The primary reference, beyond all doubt, is to the gnostics of various sects, whether Cerinthian, who distinguished between the man Jesus and the divine Christ who, according to them, came to abide on and indwell Jesus at His baptism, or docetists, who denied the reality of His physical body and held that it was only an “appearance” by which the Christ revealed Himself to men. There were many widely divergent schools of thought among these false teachers, but all rejected Christ’s vicarious sacrifice for sin on the cross. All alike would rob the believer of the great foundation truths upon which the soul rests. They all boasted of progress in the revelation of divine mysteries, but the apostle condemned all such haughty claims as he solemnly declared: “Whosoever transgresseth, and abideth not in the doctrine of Christ, hath not God. He that abideth in the doctrine of Christ, he hath both the Father and the Son” (9).

John certainly is not referring to believers who may not see eye to eye with others regarding certain doctrinal subtleties. The teachers described are not Christians at all.

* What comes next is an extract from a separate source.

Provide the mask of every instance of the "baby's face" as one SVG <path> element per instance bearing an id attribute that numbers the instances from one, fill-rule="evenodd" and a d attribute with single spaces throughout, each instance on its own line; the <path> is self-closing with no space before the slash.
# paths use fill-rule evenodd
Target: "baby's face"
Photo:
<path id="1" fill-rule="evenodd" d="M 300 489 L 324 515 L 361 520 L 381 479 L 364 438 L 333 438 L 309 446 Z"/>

They have therefore no claim whatever on the sympathetic cooperation of the people of God. So to this elect lady John said, “If there come any unto you, and bring not this doctrine, receive him not into your house, neither [greet him]: For he that [greeteth him] is partaker in his evil deeds” (10-11). This instruction is clear. It positively forbids a Christian to show any fellowship whatever with a teacher of soul-destroying error. Such teachers have no right to the hospitality of believers who owe everything for eternity to the Savior whom these apostates blaspheme.

The closing verses are beautiful in their simplicity, but require no comment.